Pourquoi l’E85 cartonne ? La réponse est simple : bien moins cher que l’essence ou le diesel, il permet aux Français de respirer un peu face à l’inflation. Un carburant accessible, adaptable à la plupart des véhicules grâce à un kit spécifique.

Mais cette aubaine pourrait bien être de courte durée. Comme souvent, l’État reprend d’une main ce qu’il a laissé de l’autre. Plusieurs constructeurs proposent déjà des modèles compatibles E85, preuve que cette alternative répond à un vrai besoin des automobilistes pressés comme des citrons.

L’E85 : une solution économique

Ce carburant « miracle » fait jaser. Payer presque moitié moins à la pompe, c’est possible !

L’explication est simple : l’E85 bénéficie d’une fiscalité allégée grâce à sa composition naturelle – 85 % d’éthanol, contre seulement 10 % pour le classique E10.

Et la différence se voit : quand l’E10 s’affiche à 1,68 € le litre (relevé du 10 octobre), l’E85 se vend à 0,75 €. Faites le calcul : sur un plein hebdomadaire, l’économie est loin d’être symbolique.

Pourquoi un tel écart ? Parce que ce biocarburant est moins taxé. L’un des rares avantages qu’on nous laisse encore… mais sans doute plus pour longtemps.

Le seul frein : il faut un moteur compatible ou un boîtier homologué. Mais vu les économies à la clé, beaucoup franchissent déjà le pas.

Le revers fiscal pour les utilisateurs

Si l’E85 subit une hausse de taxes, préparez vos portefeuilles ! En France, près de 400 000 véhicules Flexfuel circulent aujourd’hui – un parc en croissance de 8 % l’an dernier, selon la collective du bioéthanol. Mais l’État semble prêt à saborder cet élan populaire.

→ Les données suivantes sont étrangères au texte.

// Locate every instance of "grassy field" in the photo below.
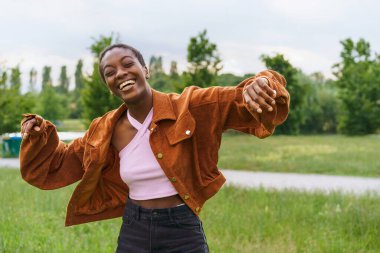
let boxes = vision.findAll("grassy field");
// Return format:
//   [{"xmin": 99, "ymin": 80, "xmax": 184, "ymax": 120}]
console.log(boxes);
[
  {"xmin": 219, "ymin": 134, "xmax": 380, "ymax": 177},
  {"xmin": 0, "ymin": 169, "xmax": 380, "ymax": 253}
]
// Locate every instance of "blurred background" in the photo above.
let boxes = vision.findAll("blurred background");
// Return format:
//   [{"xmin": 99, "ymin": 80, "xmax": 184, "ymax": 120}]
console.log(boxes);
[{"xmin": 0, "ymin": 0, "xmax": 380, "ymax": 252}]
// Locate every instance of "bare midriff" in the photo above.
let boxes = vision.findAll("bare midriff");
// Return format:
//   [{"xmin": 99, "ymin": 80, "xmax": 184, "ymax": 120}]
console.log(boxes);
[{"xmin": 131, "ymin": 194, "xmax": 183, "ymax": 209}]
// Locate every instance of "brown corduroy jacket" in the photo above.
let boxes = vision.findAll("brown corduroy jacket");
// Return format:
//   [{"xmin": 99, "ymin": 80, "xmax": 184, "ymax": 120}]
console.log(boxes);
[{"xmin": 20, "ymin": 70, "xmax": 290, "ymax": 226}]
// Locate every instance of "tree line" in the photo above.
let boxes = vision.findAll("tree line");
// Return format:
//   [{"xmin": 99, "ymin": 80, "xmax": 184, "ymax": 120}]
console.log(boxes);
[{"xmin": 0, "ymin": 30, "xmax": 380, "ymax": 135}]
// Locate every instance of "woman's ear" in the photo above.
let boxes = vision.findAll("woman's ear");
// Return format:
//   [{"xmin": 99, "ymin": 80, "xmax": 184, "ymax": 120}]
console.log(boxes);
[{"xmin": 144, "ymin": 66, "xmax": 150, "ymax": 80}]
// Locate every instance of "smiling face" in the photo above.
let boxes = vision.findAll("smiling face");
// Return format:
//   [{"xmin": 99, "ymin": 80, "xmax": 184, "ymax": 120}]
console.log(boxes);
[{"xmin": 100, "ymin": 47, "xmax": 150, "ymax": 104}]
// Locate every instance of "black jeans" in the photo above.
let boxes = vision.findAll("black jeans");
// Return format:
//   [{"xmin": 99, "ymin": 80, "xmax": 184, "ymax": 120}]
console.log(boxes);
[{"xmin": 116, "ymin": 200, "xmax": 209, "ymax": 253}]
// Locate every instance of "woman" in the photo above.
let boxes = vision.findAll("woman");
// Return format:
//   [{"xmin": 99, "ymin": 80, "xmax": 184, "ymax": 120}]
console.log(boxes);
[{"xmin": 20, "ymin": 44, "xmax": 289, "ymax": 253}]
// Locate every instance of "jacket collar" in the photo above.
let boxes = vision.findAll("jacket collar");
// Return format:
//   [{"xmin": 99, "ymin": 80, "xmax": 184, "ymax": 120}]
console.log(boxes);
[{"xmin": 88, "ymin": 89, "xmax": 177, "ymax": 147}]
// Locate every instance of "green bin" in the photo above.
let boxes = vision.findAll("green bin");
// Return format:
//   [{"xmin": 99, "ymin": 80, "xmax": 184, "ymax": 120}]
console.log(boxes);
[{"xmin": 2, "ymin": 136, "xmax": 22, "ymax": 158}]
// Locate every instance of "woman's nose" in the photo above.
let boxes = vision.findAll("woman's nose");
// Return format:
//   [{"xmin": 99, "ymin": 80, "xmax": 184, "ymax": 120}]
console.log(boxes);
[{"xmin": 116, "ymin": 69, "xmax": 128, "ymax": 79}]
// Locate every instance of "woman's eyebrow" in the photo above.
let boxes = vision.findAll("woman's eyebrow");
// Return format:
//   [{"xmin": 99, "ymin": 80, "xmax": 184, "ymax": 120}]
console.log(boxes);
[{"xmin": 103, "ymin": 55, "xmax": 133, "ymax": 71}]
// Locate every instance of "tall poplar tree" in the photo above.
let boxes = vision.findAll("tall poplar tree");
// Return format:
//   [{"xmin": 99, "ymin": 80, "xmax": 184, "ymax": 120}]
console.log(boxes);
[
  {"xmin": 42, "ymin": 66, "xmax": 53, "ymax": 90},
  {"xmin": 184, "ymin": 30, "xmax": 222, "ymax": 90},
  {"xmin": 81, "ymin": 34, "xmax": 122, "ymax": 124},
  {"xmin": 57, "ymin": 66, "xmax": 70, "ymax": 94}
]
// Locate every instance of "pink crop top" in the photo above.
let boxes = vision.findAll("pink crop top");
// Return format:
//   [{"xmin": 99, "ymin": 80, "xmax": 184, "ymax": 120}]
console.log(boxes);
[{"xmin": 119, "ymin": 108, "xmax": 178, "ymax": 200}]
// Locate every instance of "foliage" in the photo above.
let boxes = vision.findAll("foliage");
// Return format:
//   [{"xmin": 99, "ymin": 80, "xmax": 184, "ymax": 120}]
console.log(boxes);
[
  {"xmin": 35, "ymin": 85, "xmax": 69, "ymax": 122},
  {"xmin": 42, "ymin": 66, "xmax": 53, "ymax": 90},
  {"xmin": 69, "ymin": 59, "xmax": 84, "ymax": 119},
  {"xmin": 28, "ymin": 68, "xmax": 37, "ymax": 93},
  {"xmin": 334, "ymin": 39, "xmax": 380, "ymax": 135},
  {"xmin": 181, "ymin": 30, "xmax": 222, "ymax": 90},
  {"xmin": 9, "ymin": 66, "xmax": 21, "ymax": 93},
  {"xmin": 56, "ymin": 66, "xmax": 70, "ymax": 94},
  {"xmin": 81, "ymin": 34, "xmax": 122, "ymax": 124},
  {"xmin": 297, "ymin": 71, "xmax": 340, "ymax": 134},
  {"xmin": 261, "ymin": 54, "xmax": 305, "ymax": 134},
  {"xmin": 149, "ymin": 56, "xmax": 173, "ymax": 92},
  {"xmin": 0, "ymin": 67, "xmax": 35, "ymax": 134}
]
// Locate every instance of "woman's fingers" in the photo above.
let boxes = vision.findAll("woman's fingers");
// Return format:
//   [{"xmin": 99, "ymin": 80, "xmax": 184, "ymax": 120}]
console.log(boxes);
[
  {"xmin": 243, "ymin": 90, "xmax": 263, "ymax": 113},
  {"xmin": 246, "ymin": 78, "xmax": 276, "ymax": 111},
  {"xmin": 21, "ymin": 118, "xmax": 40, "ymax": 138},
  {"xmin": 257, "ymin": 78, "xmax": 277, "ymax": 99}
]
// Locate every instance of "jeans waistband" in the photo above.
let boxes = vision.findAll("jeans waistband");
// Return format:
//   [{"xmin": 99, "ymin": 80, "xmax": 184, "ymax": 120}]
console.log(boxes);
[{"xmin": 124, "ymin": 199, "xmax": 195, "ymax": 219}]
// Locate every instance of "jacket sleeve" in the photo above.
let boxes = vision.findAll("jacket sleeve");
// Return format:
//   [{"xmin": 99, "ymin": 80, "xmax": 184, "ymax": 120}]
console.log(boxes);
[
  {"xmin": 20, "ymin": 114, "xmax": 92, "ymax": 190},
  {"xmin": 218, "ymin": 70, "xmax": 290, "ymax": 138}
]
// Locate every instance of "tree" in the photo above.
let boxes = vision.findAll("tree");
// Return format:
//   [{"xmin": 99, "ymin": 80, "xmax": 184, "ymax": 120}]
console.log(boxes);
[
  {"xmin": 42, "ymin": 66, "xmax": 53, "ymax": 90},
  {"xmin": 297, "ymin": 71, "xmax": 339, "ymax": 134},
  {"xmin": 334, "ymin": 39, "xmax": 380, "ymax": 135},
  {"xmin": 9, "ymin": 66, "xmax": 21, "ymax": 93},
  {"xmin": 36, "ymin": 85, "xmax": 69, "ymax": 123},
  {"xmin": 28, "ymin": 68, "xmax": 37, "ymax": 93},
  {"xmin": 57, "ymin": 66, "xmax": 70, "ymax": 94},
  {"xmin": 261, "ymin": 54, "xmax": 305, "ymax": 134},
  {"xmin": 81, "ymin": 34, "xmax": 122, "ymax": 124},
  {"xmin": 75, "ymin": 59, "xmax": 84, "ymax": 90},
  {"xmin": 69, "ymin": 59, "xmax": 84, "ymax": 119},
  {"xmin": 0, "ymin": 67, "xmax": 34, "ymax": 134},
  {"xmin": 182, "ymin": 30, "xmax": 222, "ymax": 89},
  {"xmin": 149, "ymin": 56, "xmax": 172, "ymax": 92}
]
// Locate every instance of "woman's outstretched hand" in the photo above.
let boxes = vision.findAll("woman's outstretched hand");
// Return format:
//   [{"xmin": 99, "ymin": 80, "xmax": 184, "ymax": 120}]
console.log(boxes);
[
  {"xmin": 243, "ymin": 77, "xmax": 276, "ymax": 113},
  {"xmin": 21, "ymin": 116, "xmax": 42, "ymax": 139}
]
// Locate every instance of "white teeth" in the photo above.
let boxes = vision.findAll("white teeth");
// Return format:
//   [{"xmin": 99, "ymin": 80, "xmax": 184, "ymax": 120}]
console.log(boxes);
[{"xmin": 119, "ymin": 80, "xmax": 135, "ymax": 90}]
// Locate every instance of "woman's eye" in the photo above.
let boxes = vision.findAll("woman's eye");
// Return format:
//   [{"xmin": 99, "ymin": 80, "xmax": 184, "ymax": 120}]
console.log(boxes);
[
  {"xmin": 123, "ymin": 62, "xmax": 133, "ymax": 68},
  {"xmin": 105, "ymin": 71, "xmax": 113, "ymax": 77}
]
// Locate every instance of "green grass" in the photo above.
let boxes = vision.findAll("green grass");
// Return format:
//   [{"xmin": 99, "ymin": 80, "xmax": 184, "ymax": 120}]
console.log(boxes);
[
  {"xmin": 0, "ymin": 169, "xmax": 380, "ymax": 253},
  {"xmin": 219, "ymin": 134, "xmax": 380, "ymax": 177}
]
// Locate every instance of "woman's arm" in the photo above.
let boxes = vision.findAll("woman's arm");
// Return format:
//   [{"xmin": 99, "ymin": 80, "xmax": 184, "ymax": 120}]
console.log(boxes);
[{"xmin": 20, "ymin": 114, "xmax": 87, "ymax": 190}]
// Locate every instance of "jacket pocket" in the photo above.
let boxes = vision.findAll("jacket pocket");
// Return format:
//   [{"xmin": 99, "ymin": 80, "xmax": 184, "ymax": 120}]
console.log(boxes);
[{"xmin": 166, "ymin": 111, "xmax": 196, "ymax": 145}]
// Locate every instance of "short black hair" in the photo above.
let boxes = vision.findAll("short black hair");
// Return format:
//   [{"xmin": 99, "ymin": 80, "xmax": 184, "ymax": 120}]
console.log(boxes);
[{"xmin": 98, "ymin": 43, "xmax": 146, "ymax": 84}]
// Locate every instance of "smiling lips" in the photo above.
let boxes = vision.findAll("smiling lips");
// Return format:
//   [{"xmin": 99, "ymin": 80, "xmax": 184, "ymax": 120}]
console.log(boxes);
[{"xmin": 119, "ymin": 80, "xmax": 136, "ymax": 91}]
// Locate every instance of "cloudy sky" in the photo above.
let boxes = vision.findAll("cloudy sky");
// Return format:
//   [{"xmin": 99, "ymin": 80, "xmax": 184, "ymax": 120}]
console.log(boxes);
[{"xmin": 0, "ymin": 0, "xmax": 380, "ymax": 91}]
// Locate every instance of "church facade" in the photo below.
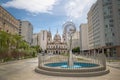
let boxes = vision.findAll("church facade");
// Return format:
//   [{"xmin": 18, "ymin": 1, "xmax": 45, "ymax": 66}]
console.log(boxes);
[{"xmin": 46, "ymin": 31, "xmax": 68, "ymax": 54}]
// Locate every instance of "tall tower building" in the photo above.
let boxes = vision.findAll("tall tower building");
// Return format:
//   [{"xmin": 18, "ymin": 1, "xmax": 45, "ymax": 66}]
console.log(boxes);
[
  {"xmin": 0, "ymin": 6, "xmax": 19, "ymax": 34},
  {"xmin": 19, "ymin": 20, "xmax": 33, "ymax": 44},
  {"xmin": 80, "ymin": 24, "xmax": 89, "ymax": 52},
  {"xmin": 88, "ymin": 0, "xmax": 120, "ymax": 57},
  {"xmin": 38, "ymin": 30, "xmax": 48, "ymax": 51}
]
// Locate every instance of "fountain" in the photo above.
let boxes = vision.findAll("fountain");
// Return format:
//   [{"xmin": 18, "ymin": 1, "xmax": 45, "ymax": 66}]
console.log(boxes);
[{"xmin": 35, "ymin": 22, "xmax": 109, "ymax": 77}]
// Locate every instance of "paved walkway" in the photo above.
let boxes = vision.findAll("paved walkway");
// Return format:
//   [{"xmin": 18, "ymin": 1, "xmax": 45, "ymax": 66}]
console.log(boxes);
[{"xmin": 0, "ymin": 58, "xmax": 120, "ymax": 80}]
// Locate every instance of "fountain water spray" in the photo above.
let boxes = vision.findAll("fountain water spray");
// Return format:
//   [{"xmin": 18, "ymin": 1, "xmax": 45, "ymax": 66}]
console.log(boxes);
[{"xmin": 63, "ymin": 22, "xmax": 76, "ymax": 67}]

C’est toujours la même chanson : on encourage une technologie « verte », puis on retire le tapis sous les pieds des citoyens qui y ont cru. Ceux qui pensaient faire un choix malin risquent de déchanter si cette mesure passe.

Et maintenant, les professionnels du transport et du BTP

Et les automobilistes ne seront pas les seuls à payer l’addition. Les professionnels du transport et du BTP risquent eux aussi d’être touchés.

Le B100, carburant 100 % végétal utilisé par certaines flottes de poids lourds, bus ou engins de chantier, pourrait perdre son exonération fiscale dans le prochain budget.

Résultat : explosion des coûts pour des secteurs déjà sous pression.
On nous parle d’écologie, mais au final, c’est toujours la même logique : taxer d’abord, réfléchir ensuite.

Étrangement, quand il s’agit de viser les ultra-riches ou les multinationales, le zèle fiscal disparaît aussitôt. Non, mieux vaut taper sur ceux qui travaillent et font tourner le pays.